From the Research
Acute renal infarction treatment requires prompt anticoagulation with intravenous unfractionated heparin or low molecular weight heparin, followed by oral anticoagulation with a direct oral anticoagulant like apixaban, as it has been shown to have a lower risk of bleeding events compared to warfarin 1. The treatment approach should prioritize minimizing the risk of bleeding while effectively preventing further thromboembolic events.
- The initial anticoagulation can be achieved with intravenous unfractionated heparin (initial bolus of 80 units/kg followed by continuous infusion at 18 units/kg/hour, adjusted to maintain aPTT at 1.5-2.5 times normal) or low molecular weight heparin such as enoxaparin (1 mg/kg subcutaneously every 12 hours) 2.
- This should be followed by oral anticoagulation with a direct oral anticoagulant like apixaban (5 mg twice daily) for at least 3-6 months, as it has been shown to be safer than warfarin in terms of bleeding risk in patients with acute kidney injury 1, 3.
- Supportive care includes pain management with opioid analgesics like morphine (4-8 mg IV every 4 hours as needed) and blood pressure control.
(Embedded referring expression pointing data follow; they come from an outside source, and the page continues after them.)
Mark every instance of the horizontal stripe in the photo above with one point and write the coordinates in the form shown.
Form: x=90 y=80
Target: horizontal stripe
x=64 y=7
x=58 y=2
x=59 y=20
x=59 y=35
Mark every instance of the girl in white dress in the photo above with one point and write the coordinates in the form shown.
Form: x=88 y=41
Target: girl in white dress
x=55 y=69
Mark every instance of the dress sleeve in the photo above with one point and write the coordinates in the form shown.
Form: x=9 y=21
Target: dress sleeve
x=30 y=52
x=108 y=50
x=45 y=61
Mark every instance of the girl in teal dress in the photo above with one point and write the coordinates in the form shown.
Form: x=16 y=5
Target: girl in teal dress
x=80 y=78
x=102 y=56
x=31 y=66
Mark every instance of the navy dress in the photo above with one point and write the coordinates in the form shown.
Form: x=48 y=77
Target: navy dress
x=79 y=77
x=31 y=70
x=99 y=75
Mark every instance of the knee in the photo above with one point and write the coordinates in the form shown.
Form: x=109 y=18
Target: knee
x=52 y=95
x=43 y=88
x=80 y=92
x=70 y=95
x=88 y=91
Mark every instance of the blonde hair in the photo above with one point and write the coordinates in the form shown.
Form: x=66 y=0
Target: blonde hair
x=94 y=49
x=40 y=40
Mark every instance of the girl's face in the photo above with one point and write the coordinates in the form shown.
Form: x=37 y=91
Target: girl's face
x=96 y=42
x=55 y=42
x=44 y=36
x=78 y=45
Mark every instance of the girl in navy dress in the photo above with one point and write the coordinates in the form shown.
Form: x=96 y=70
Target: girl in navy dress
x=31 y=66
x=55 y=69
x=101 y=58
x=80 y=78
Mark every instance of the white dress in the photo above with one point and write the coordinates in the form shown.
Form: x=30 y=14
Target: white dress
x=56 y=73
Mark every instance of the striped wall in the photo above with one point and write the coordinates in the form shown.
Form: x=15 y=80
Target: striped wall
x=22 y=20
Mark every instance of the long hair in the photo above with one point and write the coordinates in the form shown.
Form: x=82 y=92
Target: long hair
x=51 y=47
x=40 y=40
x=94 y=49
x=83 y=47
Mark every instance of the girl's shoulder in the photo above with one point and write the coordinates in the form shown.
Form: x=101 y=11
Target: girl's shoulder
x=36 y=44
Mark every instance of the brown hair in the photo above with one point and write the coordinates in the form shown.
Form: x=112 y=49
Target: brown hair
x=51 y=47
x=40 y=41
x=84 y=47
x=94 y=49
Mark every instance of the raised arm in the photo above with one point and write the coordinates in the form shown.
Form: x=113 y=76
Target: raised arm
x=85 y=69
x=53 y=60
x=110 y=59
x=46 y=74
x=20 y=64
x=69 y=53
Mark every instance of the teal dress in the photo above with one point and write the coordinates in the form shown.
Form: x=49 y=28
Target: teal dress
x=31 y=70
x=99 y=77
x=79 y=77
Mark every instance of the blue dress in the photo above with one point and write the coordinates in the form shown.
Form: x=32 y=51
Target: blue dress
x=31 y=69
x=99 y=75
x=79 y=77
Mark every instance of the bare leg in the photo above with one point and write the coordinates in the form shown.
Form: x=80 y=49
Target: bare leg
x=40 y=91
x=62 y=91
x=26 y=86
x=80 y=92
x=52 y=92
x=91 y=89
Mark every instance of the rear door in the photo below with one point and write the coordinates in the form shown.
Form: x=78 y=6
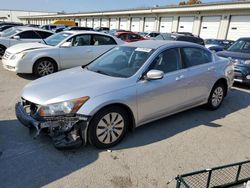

- In cases diagnosed within 12-24 hours of symptom onset, endovascular interventions such as intra-arterial thrombolysis with tissue plasminogen activator (tPA) or mechanical thrombectomy may be considered to restore renal perfusion.
- Surgical revascularization is rarely performed but may be necessary in specific cases.
- Patients should be monitored for complications including hypertension, renal dysfunction, and progression to chronic kidney disease.
- The underlying cause of the infarction (such as atrial fibrillation, hypercoagulable states, or arterial dissection) must be identified and treated to prevent recurrence, as initial renal function and previous treatment with oral anticoagulants have been shown to be significant prognostic factors 4.